The interceptor is wired into provideHttpClient(withInterceptors([authInterceptor])) in app.config.ts, which removed the per-call header construction from every service method that talked to a protected endpoint.

Deprecated HTTP client

The original public site used the request package, which was officially deprecated in 2020 and unmaintained ever since. The replacement uses fetch, which is built into the Node runtime and removes a dependency entirely.

Before (app_server/controllers/travel.js):

const request = require('request');
const apiOptions = { server: 'http://localhost:3000' };

const travelList = (req, res) => {
  const requestOptions = {
    url: `${apiOptions.server}/api/trips`,
    method: 'GET',
    json: {},
  };
  request(requestOptions, (err, { statusCode }, body) => {
    if (err) { console.error(err); }
    _renderTravelList(req, res, body);
  });
};

After:

const apiServer = process.env.API_SERVER || 'http://localhost:3000';

const travelList = async (req, res) => {
  try {
    const response = await fetch(`${apiServer}/api/trips`);
    const body = await response.json();
    _renderTravelList(req, res, body);
  } catch (err) {
    console.error('Error fetching trips from API:', err);
    _renderTravelList(req, res, []);
  }
};

The new version also reads the API host from process.env.API_SERVER, which is consumed by the same configuration pattern used elsewhere in the application.

CORS

The starting code allowed every origin to call the API. The replacement reads an allowed origin from configuration and falls back only to the local development client.

Before (app.js):

app.use(cors());

After:

app.use(cors({ origin: process.env.CLIENT_ORIGIN || 'http://localhost:4200' }));

A small change in size, but it is the difference between an API that any page on the internet can call from a logged-in user’s browser and an API that only the admin SPA can call.

Outcomes addressed

The Module 3 work was planned against two of the program outcomes:

  • Implementation outcome (software design and engineering). Every change in the list above replaces a starter-code pattern with the version that the framework’s own documentation recommends today: standalone components with functional interceptors instead of class-based providers, environment files instead of hard-coded URLs, the platform fetch instead of a third-party HTTP client.
  • Security mindset. The CORS change and the configuration-driven API base URL together close the most obvious surface that a casual security review would flag in the starter code.

Reflection

Going in, I expected “software design” to mean adding something clever. Most of this pass was the opposite. I deleted a dead dependency, moved a hard-coded URL into a config file, and closed a CORS line that had been wide open. None of it changes what the app does for a user, which is probably why all of it had survived untouched since CS-465. The interceptor was the one piece that took real trial and error: the current Angular docs show the functional style and a lot of the older tutorials still show the class style, and mixing the two quietly breaks the auth header.

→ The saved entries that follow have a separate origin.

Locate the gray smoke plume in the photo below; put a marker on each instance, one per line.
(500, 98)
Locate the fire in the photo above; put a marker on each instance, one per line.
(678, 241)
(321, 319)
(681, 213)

The code review I recorded earlier in the capstone is what kept this focused. I had already called out the deprecated request package and the open CORS on camera, so by the time I sat down to enhance I was working from a short list instead of re-reading the whole project. If there is an outcome I only partly met here, it is the collaboration one. I added clearer error feedback and configuration, but the real documentation work did not land until the database pass.

Source

The enhanced artifact lives on the cs499-module3 branch of the CS-465 repository. The squashed commit on that branch (205eb52) contains every change described above. The original starter code is preserved on the module1 branch for comparison.